[Kst] Re: Data Wizard issues (long post !)

Fri Jun 25 23:47:50 CEST 2004

For the hurried (it seems I can only produce awfully long posts !): here's a
digest of my suggestions:
1) for multiple input files: valid fields in the datawizard's 2nd page ==
variables present in all selected files is a BAD idea
2) ASCII options: why not put them in an "ASCII" subpage of the Settings dialog
? They can then be read by the datasource code from the corresponding key(s) in
the kstrc file.
3) parsing variable names in an ASCII file is easy (a simple QRegExp + split()
covers 99% of the "formats") and makes you life so much better !
4) a dialog in the datawizard allowing direct and precise placement of curves in
windows/plots could be feasible (based on gaiw's "Definition" tab, simplified).
------
For the not so hurried: you may read on for details... :-)

cbn wrote:
> MULTIPLE FILES:
> Currently, the kst command line can take a list of files.  
> (eg, kst -x 1 -y 2 *.dat). 
> The data wizard does not, but this is a fairly straightforward modification I
> think....
Good! There is hope, then.

> On the second page, the list of valid fields which can be checked are the
> ones which are in common to all files which have been selected.
CAUTION: that's the approach I had taken originally for gaiw because I thought
people would use the multi-file feature to compare files with the same variables
for different experiments. 
But that is (by far) not always the case: very often different files contain
different data that the user still wants to plot together (common reasons for
having different files include different sampling rates, or data coming from
different equipment, possibly with different formats).
For gaiw, I ended up having two "modes": the "Common variables" mode which works
the way you describe, useful for quick comparisons, and the "All variables" mode
which just lists a concatenation of all the variables along with the file they
originate from. As I hadn't planned it in the first place, the implementation
(especially the way curves are added to plots according to the active mode) is
not very elegant. I still think having these two modes with either a toogle
button or combobox to choose from is nice, but if only one were to be
implemented in the first place, I think it'd have to be the "All variables" mode
as it gives more possibilities, while the other is blocking for files containing
different data (with the difference that gaiw comes upstream from Grace, and
can't add curves to an existing plot in Grace, which makes it really blocking in
that case as opposed to kst's "internal" wizard which can be invoked more than
once).

> I would guess not for the next release, but probably this summer.
Well, the sooner the better :-) Or should I say the summer the better ?

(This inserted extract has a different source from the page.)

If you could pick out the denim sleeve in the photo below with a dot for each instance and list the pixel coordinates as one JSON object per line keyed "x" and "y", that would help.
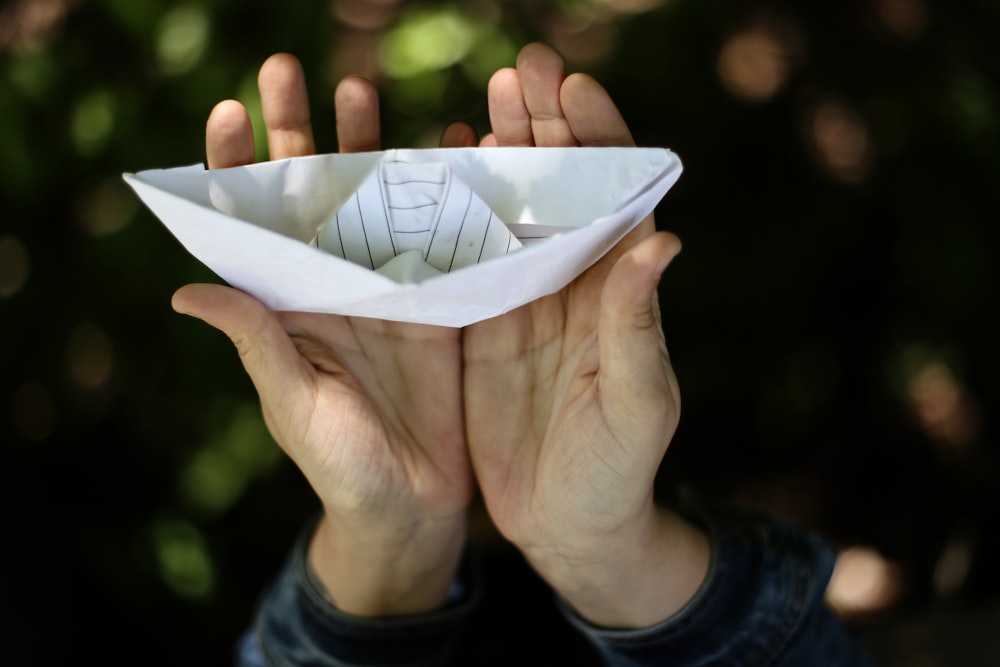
{"x": 296, "y": 627}
{"x": 762, "y": 604}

> GENERALIZED ASCII INPUT OPTIONS
> -Currently kst data sources have no optional parameters, and no place for 
> their UI.  We could consider changing this if we come up with compelling 
> reasons.
> -In the current ascii data source, 
> 	comment lines (eg, starting with #, //, !, c, ;) are ignored
> 	one can skip an un-commented header by changing the starting frame 
ALL ASCII data files I have contain at least a comment line with variable names.
I have so many diferent contents that I can't imagine having only the data in
them, not metadata like variable names. Sometimes, I have hundreds of vars in
just one file. Column numbers are just not usable ! I find this pretty
compelling... besides, I've just imagined something which sounds quite easy to
me: add a configuration item in kst's Settings dialog, which is only read from
the rc file via a call to KSettings (or whatever it's called in KDE, I only know
the Qt variant) in the datasource code. I see no problem having a config dialog
in that place for some datasources. For ASCII, we'd put there options like
number of header lines to skip, line number to read var names from (option),
line number to read units from (option).

> -colums are only refered to by their colum number - there is no prevision to
> parse a header for better names.  This would be an exceedingly format 
> specific operation!
WRONG: from experience (gaiw once again) you cover 99% of people's needs using a
split() call on the corresponding line with a QRegExp containing the following
name separators: one or more spaces, or one tab, or one semicolon, or one pipe,
or one comma.
For the remaining 1%, add a "custom separator" lineedit in the Settings page,
and you're done! 

> PLOT PLACEMENT
> We currently have several options in an attempt to anticipate what people
> will really want.  The data wizard should be '1 rule for all vectors'. [...]  
> I really want the datawizard to be optimized for the common case, and leave 
> the other options to the more specific dialogs.
I think you're right that:
1) the plot dialog is good enough that it can still be used for more operations
than in Grace's case
2) the datawizard should be optimized for the common case.
But still, I believe something gaiw-like it very easy to use and not so hard to
implement (basically, you only need to be able to query the list of windows, and
for each of them the list of plots with their curves). I'll try to make a mockup
with Qt Designer...

> Thoughts?
Some as you've just seen :-) I hope they'll be helpful.

Best regards, 

Nicolas